Dan Bernstein wrote:
> There was some discussion of SHA-256 performance on sci.crypt in 2003.
> Eric Young said he had code using 2891 instructions/block and running at
> 15.53 cycles/byte on an Opteron. The consensus was that 2824 arithmetic
> instructions were necessary; that means at least 14.7 cycles/byte on any
> current CPU.
Thanks for pointing to that discussion. After reading it, I thought of a
possible optimization that improves the 2824 instructions bound by 2*63 to
2698, and the theoretical speed limit to 14.1 cpb. From the newsgroup post
(http://groups.google.com/group/sci.crypt/browse_thread/thread/84bfde56e8ac6047/):
> Maj(x,y,z)
>
> We can write Maj(x,y,z) = x ^ ((x ^ y) & (x ^ z))
>
> Maj() then requires 3 XOR and 1 AND. We also need to make
> a copy of either x or y and a copy of either x or z.
We can instead write Maj(x,y,z) = y ^ ((x ^ y) & (y ^ z)). Then after
computing x^y, cache it until the next round, where it can be reused as y^z.
This reduces the number of XOR by 1, and the number of copies by 1, for
every round except the first.
> On the other hand, I haven't seen a serious analysis of the
> possibility of combining these instructions into vector instructions.

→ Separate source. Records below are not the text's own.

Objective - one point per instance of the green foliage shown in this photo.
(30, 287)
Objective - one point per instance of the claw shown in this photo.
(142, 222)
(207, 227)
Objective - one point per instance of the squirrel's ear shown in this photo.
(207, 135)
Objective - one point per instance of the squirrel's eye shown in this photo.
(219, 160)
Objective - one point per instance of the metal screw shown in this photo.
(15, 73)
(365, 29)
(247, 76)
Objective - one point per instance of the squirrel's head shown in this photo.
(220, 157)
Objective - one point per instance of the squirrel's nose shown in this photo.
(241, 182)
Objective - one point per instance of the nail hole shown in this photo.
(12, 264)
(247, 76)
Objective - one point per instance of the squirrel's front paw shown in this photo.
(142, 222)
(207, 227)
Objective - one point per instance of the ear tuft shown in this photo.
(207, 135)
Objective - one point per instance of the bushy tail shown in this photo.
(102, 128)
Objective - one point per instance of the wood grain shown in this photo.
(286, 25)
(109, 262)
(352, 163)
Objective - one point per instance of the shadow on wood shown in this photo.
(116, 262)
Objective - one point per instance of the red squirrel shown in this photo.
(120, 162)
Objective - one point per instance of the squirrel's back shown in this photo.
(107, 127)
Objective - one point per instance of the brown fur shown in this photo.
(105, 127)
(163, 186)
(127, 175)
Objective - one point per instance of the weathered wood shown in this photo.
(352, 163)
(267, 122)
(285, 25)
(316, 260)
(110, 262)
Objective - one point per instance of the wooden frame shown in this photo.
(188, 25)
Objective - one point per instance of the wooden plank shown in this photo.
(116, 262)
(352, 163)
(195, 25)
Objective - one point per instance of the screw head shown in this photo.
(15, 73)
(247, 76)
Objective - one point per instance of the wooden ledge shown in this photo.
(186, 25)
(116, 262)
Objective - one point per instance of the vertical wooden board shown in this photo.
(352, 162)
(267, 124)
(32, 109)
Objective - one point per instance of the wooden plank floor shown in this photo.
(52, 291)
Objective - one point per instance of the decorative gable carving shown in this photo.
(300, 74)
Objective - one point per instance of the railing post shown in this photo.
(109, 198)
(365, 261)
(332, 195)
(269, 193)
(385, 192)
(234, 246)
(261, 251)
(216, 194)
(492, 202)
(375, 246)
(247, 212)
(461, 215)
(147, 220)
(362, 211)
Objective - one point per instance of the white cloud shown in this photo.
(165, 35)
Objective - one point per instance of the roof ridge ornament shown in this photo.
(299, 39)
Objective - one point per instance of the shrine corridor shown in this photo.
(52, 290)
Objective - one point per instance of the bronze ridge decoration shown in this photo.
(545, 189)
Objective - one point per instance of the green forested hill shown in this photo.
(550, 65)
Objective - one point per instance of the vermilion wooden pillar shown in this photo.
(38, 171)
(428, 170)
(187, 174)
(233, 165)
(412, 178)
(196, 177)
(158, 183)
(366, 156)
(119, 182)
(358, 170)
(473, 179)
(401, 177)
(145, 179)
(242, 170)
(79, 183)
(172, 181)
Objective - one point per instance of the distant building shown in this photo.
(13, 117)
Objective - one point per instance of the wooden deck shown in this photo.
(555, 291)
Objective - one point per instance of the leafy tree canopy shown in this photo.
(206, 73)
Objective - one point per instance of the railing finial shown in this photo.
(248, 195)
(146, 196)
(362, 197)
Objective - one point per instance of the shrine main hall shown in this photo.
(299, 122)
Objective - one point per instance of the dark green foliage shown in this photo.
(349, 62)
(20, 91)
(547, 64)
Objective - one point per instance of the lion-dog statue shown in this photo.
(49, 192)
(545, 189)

I found this: http://islab.oregonstate.edu/papers/04Aciicmez.html. The
abstract says:
> The SIMD (single-instruction, multiple-data) architecture is implemented
> in
> many popular general-purpose processor families, including Intel Pentium.
> In
> this paper, we examine if any performance gains can be obtained in the
> implementation of the Secure Hash Algorithms (SHA-1, SHA-256, SHA-384, and
> SHA-512) and present the details of our optimization methods and
> implementation details. It turns out that while the hashing of a single
> message is slower, the hashing of 2 or 4 independent message streams can
> be
> made significantly faster.
Unfortunately the full text of this thesis is not posted online.